Indian computer science and engineering professor (born 1967)

Anand Sivasubramaniam is Distinguished Professor of Computer Science and Engineering at The Pennsylvania State University. He is well known for his work in computer architecture, computer systems, data centers and computer systems power management.

== Education ==
Anand did his schooling at Padma Seshadri Bala Bhavan, Nungambakkam, Chennai. He graduated All India 1st in the All India Senior School Certificate Examination in 1985.

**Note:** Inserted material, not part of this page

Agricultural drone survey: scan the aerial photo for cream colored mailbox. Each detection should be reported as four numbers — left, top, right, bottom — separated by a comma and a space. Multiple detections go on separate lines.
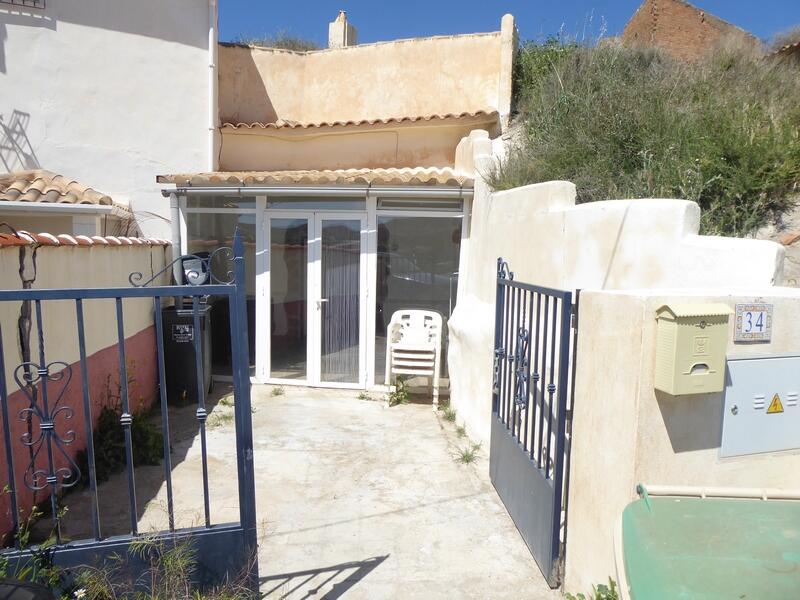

Anand completed his BTech from the Indian Institute of Technology, Madras in 1989 and earned his PhD from Georgia Tech in 1995 with Umakishore Ramachandran as his doctoral adviser. He has been faculty at Penn State since 1995.

== Awards and honors ==
Anand received the National Science Foundation CAREER Award in 1997. He received the Penn State Department of Computer Science and Engineering Faculty Teaching award in 2003. He has received multiple IBM Faculty Research awards, Google Research awards and an HP innovation award. He was elected an IEEE Fellow in 2012 “for contributions to power management of storage systems and high performance computer systems” and the ACM Fellow in 2017 "for contributions to power management of datacenters and high-end computer systems". In 2024, he was inducted as a Fellow of the National Academy of Inventors (NAI).

== Teaching ==
Anand teaches undergrad and graduate level operating systems CMPSC 473 and CSE 511.